Já o racismo ambiental, Andréa explica que se dá na invisibilidade e discriminação em relação aos pescadores artesanais, em especial da região Nordeste. Ela relembra a demora para o acionamento do Plano de Contingência nas primeiras localidades afetadas.
“Se fosse um vazamento que acontecesse num local onde as pessoas brancas e ricas, de outra classe, vivessem, o tratamento seria outro. Houve negação da dimensão do impacto. Durante muito tempo foi dito que as comunidades estavam mentindo, que não havia óleo. A imprensa mostrava o óleo chegando e estavam preocupados com as praias, com o turista que chega ali na comunidade para apreciar, para contemplar, uma vez no ano, duas no máximo. Mas quem tem a sua vida dependente daquele território, não foi visto. Mesmo ele já ali, pegando petróleo e arriscando sua vida”, afirma a integrante do do Conselho Pastoral dos Pescadores.
Diante da ausência de solução para o crime ambiental, bem como a falta de assistência às comunidades pesqueiras, uma série de organizações sociais lançou, em 2020, a Campanha Mar de Luta. Uma iniciativa cuja principal reivindicação é a justiça para as populações que tiveram seus direitos violados após o vazamento, mas que também aponta para a defesa dos territórios em que vivem pescadores e pescadoras artesanais.


Andréa, que também é coordenadora da Campanha Mar de Luta, ressalta que os pescadores artesanais são fundamentais para a economia nacional, com produção de cerca de 70% do pescado consumido no país. Além disso, são também elementos importantes da cultura nacional, pois em seu modo de vida preservam e transmitem, geração após geração, uma série de saberes, fazeres e sabores tradicionais que fazem parte do patrimônio histórico e cultural brasileiro.
Por fim, ela ainda destaca a responsabilidade ambiental das comunidades pesqueiras. “Os pescadores têm uma relação muito peculiar com seus territórios, com o rio, o manguezal. É um lugar sagrado. As comunidades pesqueiras, as marisqueiras, os pescadores, as pescadoras, eles são parte disso. Eles são protetores, guardiões desses lugares. É uma relação de respeito, de cuidado. Eles sabem que se não protegerem aquele ambiente, a sua própria existência também está ameaçada”, relata.
Pela reabertura da CPI
Em abril deste ano, quando a CPI do Óleo foi encerrada por perda de prazo de renovação, a Campanha Mar de Luta lançou uma nota de repúdio exigindo a reabertura da CPI. De acordo com o documento: “Ao permitir o encerramento da CPI, o Congresso se torna cúmplice da desastrosa política ambiental do desgoverno de Bolsonaro e do seu Ministro inimigo do Meio Ambiente, Ricardo Salles. Compactua também com o empobrecimento e adoecimento das comunidades pesqueiras impactadas”.

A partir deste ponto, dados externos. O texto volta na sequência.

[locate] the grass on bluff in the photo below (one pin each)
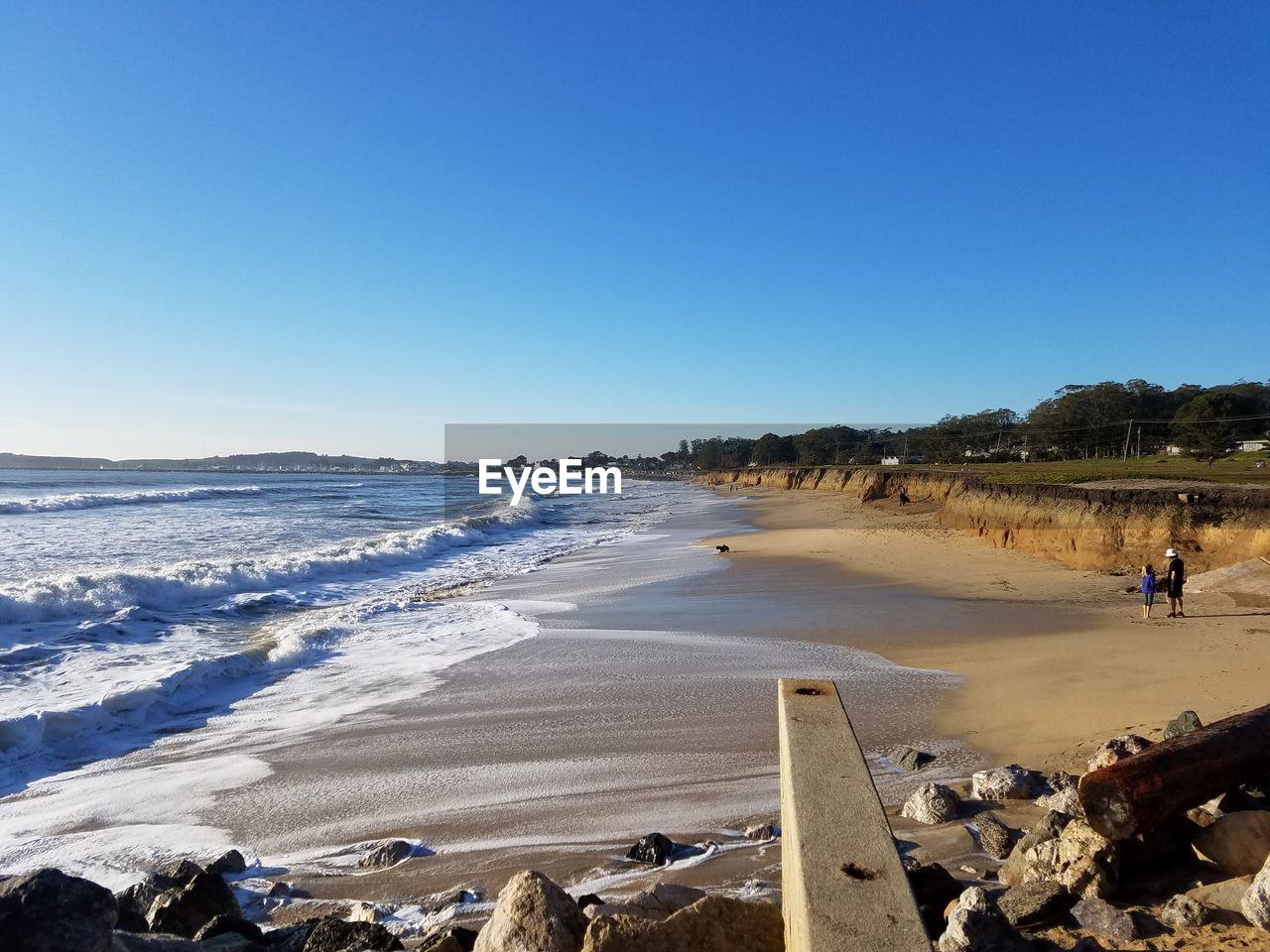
(1236, 468)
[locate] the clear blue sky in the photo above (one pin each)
(243, 226)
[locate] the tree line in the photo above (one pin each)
(1080, 420)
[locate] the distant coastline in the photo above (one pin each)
(241, 462)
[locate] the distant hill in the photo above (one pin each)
(240, 462)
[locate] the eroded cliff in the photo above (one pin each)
(1079, 526)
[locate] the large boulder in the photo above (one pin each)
(1237, 843)
(1225, 895)
(1103, 919)
(1064, 794)
(1011, 782)
(911, 760)
(388, 853)
(994, 837)
(712, 924)
(131, 942)
(1034, 902)
(1185, 722)
(1255, 904)
(1185, 912)
(51, 911)
(933, 888)
(1043, 830)
(931, 803)
(532, 914)
(187, 909)
(333, 934)
(452, 938)
(654, 848)
(227, 925)
(1080, 858)
(976, 925)
(135, 901)
(230, 864)
(658, 902)
(1118, 749)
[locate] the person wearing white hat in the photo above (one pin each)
(1175, 576)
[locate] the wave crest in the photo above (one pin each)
(94, 500)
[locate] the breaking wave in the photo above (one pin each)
(94, 500)
(190, 581)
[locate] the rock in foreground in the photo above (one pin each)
(712, 924)
(976, 925)
(51, 911)
(1010, 782)
(1256, 901)
(931, 803)
(532, 914)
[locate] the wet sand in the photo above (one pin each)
(636, 708)
(1058, 658)
(648, 699)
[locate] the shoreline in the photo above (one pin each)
(1035, 692)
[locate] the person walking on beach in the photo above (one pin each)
(1175, 576)
(1148, 589)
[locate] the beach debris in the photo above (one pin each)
(1236, 843)
(1100, 916)
(1034, 902)
(1078, 857)
(453, 938)
(230, 864)
(50, 910)
(761, 832)
(131, 942)
(185, 910)
(976, 925)
(1182, 911)
(1246, 796)
(230, 925)
(388, 853)
(658, 902)
(1011, 782)
(934, 890)
(1225, 895)
(532, 912)
(1255, 905)
(911, 760)
(931, 803)
(1139, 792)
(994, 837)
(654, 848)
(1116, 749)
(711, 924)
(331, 934)
(1183, 724)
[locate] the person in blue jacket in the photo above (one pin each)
(1148, 589)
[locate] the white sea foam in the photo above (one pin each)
(94, 500)
(167, 587)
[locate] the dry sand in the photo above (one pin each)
(1037, 693)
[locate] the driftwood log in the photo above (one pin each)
(1138, 793)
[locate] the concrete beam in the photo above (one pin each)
(843, 885)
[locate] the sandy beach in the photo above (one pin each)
(1057, 660)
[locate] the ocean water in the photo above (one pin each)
(135, 606)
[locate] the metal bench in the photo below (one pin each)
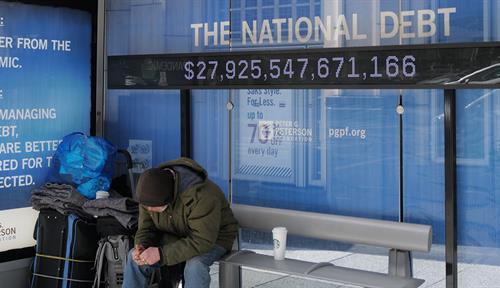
(400, 238)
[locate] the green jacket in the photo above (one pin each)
(198, 218)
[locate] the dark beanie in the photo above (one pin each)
(156, 187)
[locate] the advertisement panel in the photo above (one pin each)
(45, 93)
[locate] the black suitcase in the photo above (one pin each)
(65, 251)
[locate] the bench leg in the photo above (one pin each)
(400, 263)
(229, 276)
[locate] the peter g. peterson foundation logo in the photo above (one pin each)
(7, 233)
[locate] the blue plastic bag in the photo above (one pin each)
(84, 161)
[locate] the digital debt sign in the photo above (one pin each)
(439, 66)
(415, 66)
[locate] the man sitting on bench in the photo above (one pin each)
(183, 217)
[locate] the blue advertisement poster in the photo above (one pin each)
(45, 93)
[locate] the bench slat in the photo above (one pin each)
(333, 273)
(390, 234)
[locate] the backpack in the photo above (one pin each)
(111, 258)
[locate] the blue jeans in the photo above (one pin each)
(196, 272)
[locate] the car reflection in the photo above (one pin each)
(487, 75)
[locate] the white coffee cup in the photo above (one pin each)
(279, 241)
(101, 194)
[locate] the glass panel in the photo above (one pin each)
(292, 152)
(478, 153)
(210, 122)
(147, 123)
(423, 148)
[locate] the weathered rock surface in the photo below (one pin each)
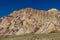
(29, 20)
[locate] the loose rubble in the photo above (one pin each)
(30, 20)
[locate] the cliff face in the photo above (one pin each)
(29, 20)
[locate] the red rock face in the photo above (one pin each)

Criada em novembro de 2019 na Câmara dos Deputados, a Comissão Parlamentar de Inquérito (CPI) do Óleo, chegou a realizar 15 reuniões e audiências públicas até que teve as atividades suspensas, em março de 2020, por causa da pandemia da Covid-19. Segundo informações do Marco Zero Conteúdo, em 2021, o deputado Rodrigo Agostinho (PSB-SP), chegou a requerer a prorrogação de funcionamento da CPI por mais 60 dias. Embora o requerimento tenha sido aprovado, o presidente da Câmara, Arthur Lira (PP-AL), colocou a questão para ser votada um dia depois do prazo já encerrado.
A CPI pode ser reaberta através do apoio de pelo menos 171 dos 513 deputados da Câmara dos Deputados, ou pelo acionamento do Ministério Público Federal (MPF) através da 6ª Câmara de Coordenação e Revisão, que trata de povos e comunidades tradicionais, e através da 4ª Câmara, que trata das questões ambientais.